Despite the seeming broad range of this branch of NLRA preemption, state laws of general application that impose minimal substantive requirements on contract terms are not preempted. As the Supreme Court noted in Metropolitan Life:
Those state laws that have been held by the Supreme Court to be preempted invariably involve attempts by the state to regulate employer or employee conduct and control the collective bargaining process. Thus, in Teamsters Local 20 v. Morton, 377 U.S. 252, 84 S.Ct. 1253, 12 L.Ed.2d 280 (1964), the Court struck down an Ohio law that prohibited a type of secondary boycott and ruled that if the state law were allowed to deprive the union of this self-help weapon "the inevitable result would be to frustrate the congressional determination to leave this weapon of self-help available and to upset the balance of power between labor and management expressed in our national labor policy." Id. at 260. Similarly, in Machinists v.
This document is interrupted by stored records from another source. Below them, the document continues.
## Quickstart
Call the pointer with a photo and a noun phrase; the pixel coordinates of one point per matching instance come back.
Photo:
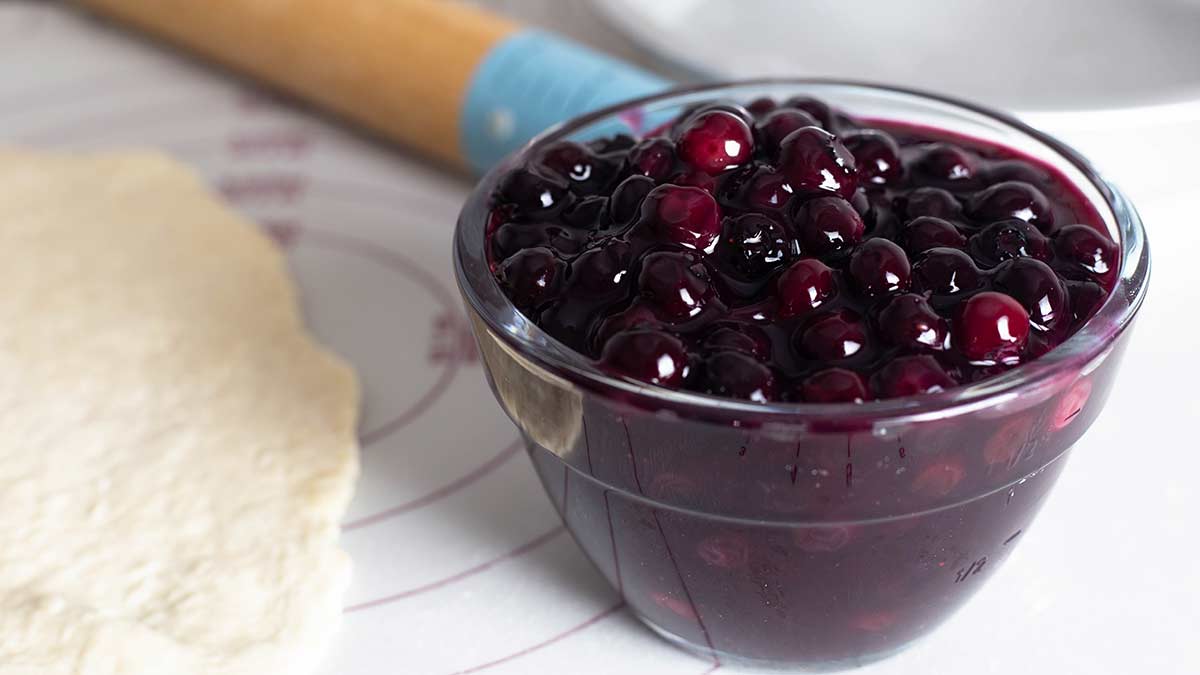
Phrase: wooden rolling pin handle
(454, 82)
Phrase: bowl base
(763, 664)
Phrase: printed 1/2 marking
(970, 571)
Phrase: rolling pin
(454, 82)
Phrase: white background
(461, 563)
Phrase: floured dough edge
(107, 637)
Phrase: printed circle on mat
(415, 338)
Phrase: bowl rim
(485, 299)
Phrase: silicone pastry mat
(461, 565)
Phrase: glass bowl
(799, 535)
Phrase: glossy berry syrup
(786, 252)
(763, 251)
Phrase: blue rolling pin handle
(533, 79)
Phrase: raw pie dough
(175, 451)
Wisconsin Employment Relations Comm'n, 427 U.S. 132, 96 S.Ct. 2548, 49 L.Ed. 396 (1976), the Court overruled a state law that penalized a concerted refusal to work overtime and held that this conduct by organized employees was intended to be unregulated as a self-help mechanism.
Most significantly, there is no suggestion in the legislative history of the Act that Congress intended to disturb the myriad of state laws then in existence that set minimum labor standards, but were unrelated in any way to the processes of bargaining or self-organization. To the contrary, we believe that Congress developed the framework for self-organization and collective bargaining of the NLRA within the larger body of state law promoting public health and safety. The states traditionally have had great latitude under their police powers to legislate as "`to the protection of lives, limbs, health, comfort and quiet of all persons.'" Slaughter-House Cases, 16 Wall. 36, 62 [21 L.Ed. 394] (1873) quoting Thorpe v. Rutland Burlington R. Co., 27 Vt. 140, 149 (1855). "States possess broad authority under their police powers to regulate the employment relationship to protect workers within the State. Child labor laws, minimum and other wage laws, laws affecting occupational health and safety ... are only a few examples." DeCanas v. Bica, 424 U.S. 351, 356 [96 S.Ct. 933, 936, 47 L.Ed.2d 43] (1976). State laws requiring that employers contribute to unemployment and workmen's compensation funds, laws prescribing mandatory state holidays and those dictating payment to employees for time spent at the polls or on jury duty all have withstood scrutiny. See e.g., Day-Brite Lighting, Inc. v. Missouri, 342 U.S. 421, 72 S.Ct. 405, 96 L.Ed. 469 (1952).
Id. 105 S.Ct. at 2398.
Maine's severance pay law is a statute of general application that affects union and nonunion employees equally. Designed to protect Maine citizens from the economic dislocation that accompanies closing of large establishments, the severance pay statute is a legitimate exercise of the state's police power. Shapiro Bros. Shoe Co., Inc. v. Lewiston Auburn S.P.A., 320 A.2d 247, 254 (Me. 1974); State v. Union Oil Co of Maine, 151 Me. 438, 120 A.2d 708 (1956). The statute, in fact, has a very limited impact on the collective bargaining process inasmuch as it does not ever apply when the parties have reached an agreement on the subject of severance pay via an express contract. Although Section 625-B does effect the collective bargaining relationship by encouraging employers to either agree to some form of severance pay contract or face liability under the act, it does not limit the rights of self-organization or forms of collective bargaining protected by the NLRA and is not preempted by the act.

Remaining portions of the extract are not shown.